The debate facing all professions
Professionals, by definition, are experts. Their knowledge, skills and experience separate them from the amateurs. They set high standards for themselves, usually in the form of codes of conduct policed by the industry bodies that most belong to, such as Engineers Australia or the Australian Institute of Architects.
But ours is a complex world. There are many professionals involved in construction, including architects, various engineers (including fire engineers), builders, building surveyors (inspectors) and draftspeople. And just who is responsible for what is at the heart of the failures facing the construction sector. Cracks have emerged. How else could we end up with buildings clad in combustible materials?

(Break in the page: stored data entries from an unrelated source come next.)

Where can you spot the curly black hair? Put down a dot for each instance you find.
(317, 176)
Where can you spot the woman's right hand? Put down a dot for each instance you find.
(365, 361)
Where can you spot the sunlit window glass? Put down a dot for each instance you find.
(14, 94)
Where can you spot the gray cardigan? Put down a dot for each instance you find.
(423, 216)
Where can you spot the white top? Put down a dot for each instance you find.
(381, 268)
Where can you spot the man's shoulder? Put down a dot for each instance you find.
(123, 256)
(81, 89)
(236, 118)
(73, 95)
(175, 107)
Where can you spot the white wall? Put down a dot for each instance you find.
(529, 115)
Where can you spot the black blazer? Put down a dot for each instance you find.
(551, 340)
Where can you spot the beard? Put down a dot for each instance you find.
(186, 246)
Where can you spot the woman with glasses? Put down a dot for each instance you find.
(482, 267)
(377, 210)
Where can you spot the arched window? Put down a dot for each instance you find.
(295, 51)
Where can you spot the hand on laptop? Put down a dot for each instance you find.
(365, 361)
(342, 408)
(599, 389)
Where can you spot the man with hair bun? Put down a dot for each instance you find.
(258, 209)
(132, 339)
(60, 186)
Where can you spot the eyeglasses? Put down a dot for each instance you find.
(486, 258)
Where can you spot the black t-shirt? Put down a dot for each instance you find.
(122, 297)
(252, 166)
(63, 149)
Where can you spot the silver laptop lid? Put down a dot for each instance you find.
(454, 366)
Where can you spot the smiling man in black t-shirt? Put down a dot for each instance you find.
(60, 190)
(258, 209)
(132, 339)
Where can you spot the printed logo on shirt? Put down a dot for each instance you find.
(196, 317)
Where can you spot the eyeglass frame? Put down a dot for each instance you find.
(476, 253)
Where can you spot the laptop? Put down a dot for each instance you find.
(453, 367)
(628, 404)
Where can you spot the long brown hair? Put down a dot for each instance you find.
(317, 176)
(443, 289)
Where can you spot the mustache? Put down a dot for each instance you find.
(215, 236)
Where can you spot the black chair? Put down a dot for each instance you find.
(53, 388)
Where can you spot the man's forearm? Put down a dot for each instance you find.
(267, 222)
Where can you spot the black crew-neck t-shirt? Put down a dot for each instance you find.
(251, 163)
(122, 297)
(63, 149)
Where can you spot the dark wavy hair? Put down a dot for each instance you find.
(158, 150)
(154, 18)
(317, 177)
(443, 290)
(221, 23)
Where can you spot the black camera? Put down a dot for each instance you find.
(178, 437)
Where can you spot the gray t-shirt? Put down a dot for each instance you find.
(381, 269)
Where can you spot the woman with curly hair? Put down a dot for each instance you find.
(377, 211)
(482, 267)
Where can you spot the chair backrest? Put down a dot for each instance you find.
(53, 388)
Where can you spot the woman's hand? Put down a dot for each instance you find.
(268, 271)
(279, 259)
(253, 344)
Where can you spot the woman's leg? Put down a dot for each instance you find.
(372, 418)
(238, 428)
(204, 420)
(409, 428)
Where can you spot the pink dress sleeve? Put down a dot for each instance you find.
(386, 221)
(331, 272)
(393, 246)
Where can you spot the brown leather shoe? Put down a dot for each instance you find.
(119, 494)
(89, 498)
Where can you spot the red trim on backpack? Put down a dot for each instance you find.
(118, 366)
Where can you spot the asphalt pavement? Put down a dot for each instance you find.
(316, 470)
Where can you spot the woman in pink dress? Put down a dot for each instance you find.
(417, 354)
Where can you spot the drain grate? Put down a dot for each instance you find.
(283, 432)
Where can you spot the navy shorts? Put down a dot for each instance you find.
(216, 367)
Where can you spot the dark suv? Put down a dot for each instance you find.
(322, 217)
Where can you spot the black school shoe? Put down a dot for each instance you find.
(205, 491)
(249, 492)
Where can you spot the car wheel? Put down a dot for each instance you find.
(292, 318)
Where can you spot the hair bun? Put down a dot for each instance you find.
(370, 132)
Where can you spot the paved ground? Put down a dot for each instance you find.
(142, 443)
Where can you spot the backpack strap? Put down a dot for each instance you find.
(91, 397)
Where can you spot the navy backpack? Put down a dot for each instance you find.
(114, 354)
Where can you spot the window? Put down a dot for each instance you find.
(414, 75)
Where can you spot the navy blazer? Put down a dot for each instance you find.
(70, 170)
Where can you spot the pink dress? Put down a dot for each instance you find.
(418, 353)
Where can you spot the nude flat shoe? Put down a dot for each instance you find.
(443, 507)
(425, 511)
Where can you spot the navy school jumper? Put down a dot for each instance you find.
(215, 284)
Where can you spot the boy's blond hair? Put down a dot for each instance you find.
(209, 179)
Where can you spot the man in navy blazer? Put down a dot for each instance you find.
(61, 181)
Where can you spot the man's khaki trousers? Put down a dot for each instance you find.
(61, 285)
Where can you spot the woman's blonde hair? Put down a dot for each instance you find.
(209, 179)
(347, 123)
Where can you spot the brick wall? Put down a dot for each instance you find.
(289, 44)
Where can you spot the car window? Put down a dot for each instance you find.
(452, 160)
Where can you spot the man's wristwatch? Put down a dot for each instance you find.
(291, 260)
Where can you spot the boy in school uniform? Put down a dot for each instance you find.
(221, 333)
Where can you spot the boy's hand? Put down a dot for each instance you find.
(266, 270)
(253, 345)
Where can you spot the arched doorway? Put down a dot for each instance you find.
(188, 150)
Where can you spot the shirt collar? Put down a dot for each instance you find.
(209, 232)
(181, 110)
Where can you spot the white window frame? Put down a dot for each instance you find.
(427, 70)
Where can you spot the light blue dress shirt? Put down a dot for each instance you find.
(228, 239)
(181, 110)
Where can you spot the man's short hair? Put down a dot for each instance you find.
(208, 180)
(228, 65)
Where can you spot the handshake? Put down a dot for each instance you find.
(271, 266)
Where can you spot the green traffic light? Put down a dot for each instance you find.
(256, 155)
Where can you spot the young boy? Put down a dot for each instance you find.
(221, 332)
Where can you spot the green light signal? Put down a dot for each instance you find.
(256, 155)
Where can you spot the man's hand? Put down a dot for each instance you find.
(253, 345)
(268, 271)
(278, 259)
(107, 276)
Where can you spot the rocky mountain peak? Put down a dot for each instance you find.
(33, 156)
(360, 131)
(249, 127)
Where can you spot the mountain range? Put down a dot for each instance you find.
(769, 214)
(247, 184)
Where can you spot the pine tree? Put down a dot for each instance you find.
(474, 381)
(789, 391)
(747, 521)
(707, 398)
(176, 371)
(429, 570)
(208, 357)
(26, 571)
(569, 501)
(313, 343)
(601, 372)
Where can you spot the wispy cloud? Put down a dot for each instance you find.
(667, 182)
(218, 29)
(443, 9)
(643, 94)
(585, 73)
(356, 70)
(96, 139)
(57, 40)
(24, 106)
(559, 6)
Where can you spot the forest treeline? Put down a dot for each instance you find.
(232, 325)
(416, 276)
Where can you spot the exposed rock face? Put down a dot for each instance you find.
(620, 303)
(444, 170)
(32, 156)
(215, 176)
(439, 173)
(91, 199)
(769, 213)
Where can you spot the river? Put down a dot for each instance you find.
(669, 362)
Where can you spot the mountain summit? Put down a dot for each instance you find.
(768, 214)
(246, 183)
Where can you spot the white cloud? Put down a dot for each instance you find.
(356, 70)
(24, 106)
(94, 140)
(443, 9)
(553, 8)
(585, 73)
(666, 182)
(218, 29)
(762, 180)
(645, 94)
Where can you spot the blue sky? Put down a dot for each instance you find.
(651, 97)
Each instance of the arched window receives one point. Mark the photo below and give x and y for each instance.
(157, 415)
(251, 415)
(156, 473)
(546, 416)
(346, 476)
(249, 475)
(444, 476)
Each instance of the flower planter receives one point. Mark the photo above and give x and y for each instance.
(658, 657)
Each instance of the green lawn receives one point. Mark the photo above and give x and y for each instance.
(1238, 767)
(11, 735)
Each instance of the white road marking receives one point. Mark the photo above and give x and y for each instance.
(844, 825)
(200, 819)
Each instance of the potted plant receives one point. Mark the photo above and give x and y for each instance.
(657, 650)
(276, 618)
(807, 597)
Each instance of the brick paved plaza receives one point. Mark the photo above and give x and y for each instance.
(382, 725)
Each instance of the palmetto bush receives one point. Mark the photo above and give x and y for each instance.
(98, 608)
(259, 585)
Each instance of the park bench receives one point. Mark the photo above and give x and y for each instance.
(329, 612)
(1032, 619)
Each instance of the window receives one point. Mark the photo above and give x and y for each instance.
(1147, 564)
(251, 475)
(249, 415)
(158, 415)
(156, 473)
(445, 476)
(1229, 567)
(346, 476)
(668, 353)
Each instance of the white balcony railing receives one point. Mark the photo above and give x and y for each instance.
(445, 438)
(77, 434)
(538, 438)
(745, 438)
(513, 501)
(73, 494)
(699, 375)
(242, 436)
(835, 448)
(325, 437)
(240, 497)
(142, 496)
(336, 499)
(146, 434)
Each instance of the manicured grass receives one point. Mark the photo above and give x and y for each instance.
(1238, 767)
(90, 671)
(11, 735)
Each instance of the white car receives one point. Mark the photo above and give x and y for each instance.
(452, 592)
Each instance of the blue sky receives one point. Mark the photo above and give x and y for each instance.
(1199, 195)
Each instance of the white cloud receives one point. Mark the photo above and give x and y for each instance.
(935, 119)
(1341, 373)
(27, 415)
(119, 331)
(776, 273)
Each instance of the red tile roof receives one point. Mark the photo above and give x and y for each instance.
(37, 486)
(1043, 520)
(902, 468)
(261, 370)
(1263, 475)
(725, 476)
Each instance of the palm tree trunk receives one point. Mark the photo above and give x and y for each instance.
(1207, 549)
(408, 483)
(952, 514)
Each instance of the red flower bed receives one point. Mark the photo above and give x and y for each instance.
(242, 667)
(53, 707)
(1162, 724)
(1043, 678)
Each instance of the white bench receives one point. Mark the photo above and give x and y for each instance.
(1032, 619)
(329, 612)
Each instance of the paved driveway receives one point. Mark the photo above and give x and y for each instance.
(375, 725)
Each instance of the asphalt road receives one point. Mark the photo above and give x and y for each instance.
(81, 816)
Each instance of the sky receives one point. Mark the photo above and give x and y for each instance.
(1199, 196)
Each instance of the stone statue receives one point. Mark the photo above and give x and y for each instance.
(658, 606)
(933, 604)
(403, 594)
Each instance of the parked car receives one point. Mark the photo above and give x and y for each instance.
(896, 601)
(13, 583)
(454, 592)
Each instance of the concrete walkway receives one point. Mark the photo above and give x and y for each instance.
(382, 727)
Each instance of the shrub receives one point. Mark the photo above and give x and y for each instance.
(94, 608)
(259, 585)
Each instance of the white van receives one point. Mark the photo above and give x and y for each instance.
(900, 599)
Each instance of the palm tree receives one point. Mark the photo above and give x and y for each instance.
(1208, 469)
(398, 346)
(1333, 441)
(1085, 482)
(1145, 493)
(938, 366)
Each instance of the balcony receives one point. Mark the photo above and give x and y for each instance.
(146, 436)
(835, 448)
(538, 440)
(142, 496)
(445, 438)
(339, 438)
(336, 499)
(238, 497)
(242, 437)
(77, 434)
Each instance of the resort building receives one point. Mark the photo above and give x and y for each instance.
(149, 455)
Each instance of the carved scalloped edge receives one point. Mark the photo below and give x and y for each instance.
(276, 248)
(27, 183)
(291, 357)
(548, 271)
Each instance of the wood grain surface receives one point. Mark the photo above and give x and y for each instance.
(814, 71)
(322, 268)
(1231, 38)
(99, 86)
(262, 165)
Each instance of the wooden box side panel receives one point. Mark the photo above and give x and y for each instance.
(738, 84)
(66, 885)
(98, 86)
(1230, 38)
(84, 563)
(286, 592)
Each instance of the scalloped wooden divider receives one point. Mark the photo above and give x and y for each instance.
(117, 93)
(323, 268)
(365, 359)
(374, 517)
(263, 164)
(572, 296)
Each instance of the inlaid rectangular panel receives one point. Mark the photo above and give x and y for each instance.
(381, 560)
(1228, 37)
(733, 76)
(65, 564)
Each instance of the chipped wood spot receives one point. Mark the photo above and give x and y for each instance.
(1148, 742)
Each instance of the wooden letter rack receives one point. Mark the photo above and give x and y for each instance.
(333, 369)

Industry bodies face an inherent conflict of interest: if they censure or ban their members, they lost revenue. So when poor practice becomes wide-spread, they are at a loss to counteract it. It becomes the new standard.
The good (and bad) news for designers
The investigation into the Lacrosse fire was tough on the architects, Ellenberg Fraser as well as the fire engineers, Thomas Nicholas and building surveyors, Gardner Group. Investigators found the architects were “sufficiently expert” to know that the cladding was a fire risk.
But architects are often cut out of overseeing the construction process. In an effort to keep costs down, they provide drawings and the construction is handed over to the builder.
Weir and Shergold recommend: that there be a statutory duty on design practitioners to prepare documentation that demonstrates that proposed buildings will comply with the NCC.”
That equals a greater role (and more money) for architects who will have more control over the quality of the finished building.
The report also recommends that professionals oversee each other. “We recommend a more robust approach to third-party review of designs and to the documentation and approval of performance solutions and variations.”
In this recommendation, the authors are recommending a return to a long-standing professional standard of oversight that has been eroded over recent decades to cut costs.
It’s going to be expensive
It’s not good news for housing affordability; the more oversight (read red tape), the greater the cost of construction. But doing nothing is not an option. Lost lives and lost homes are too high a price to pay, let alone the lost money.
It’s an opportunity for the design professions to push back against the race-to-the-bottom developers and insist on professional standards, and fees to match. If it works, and a happy medium is found between oversight and self-regulation, apartment buyers will be the winners, with better safety and design.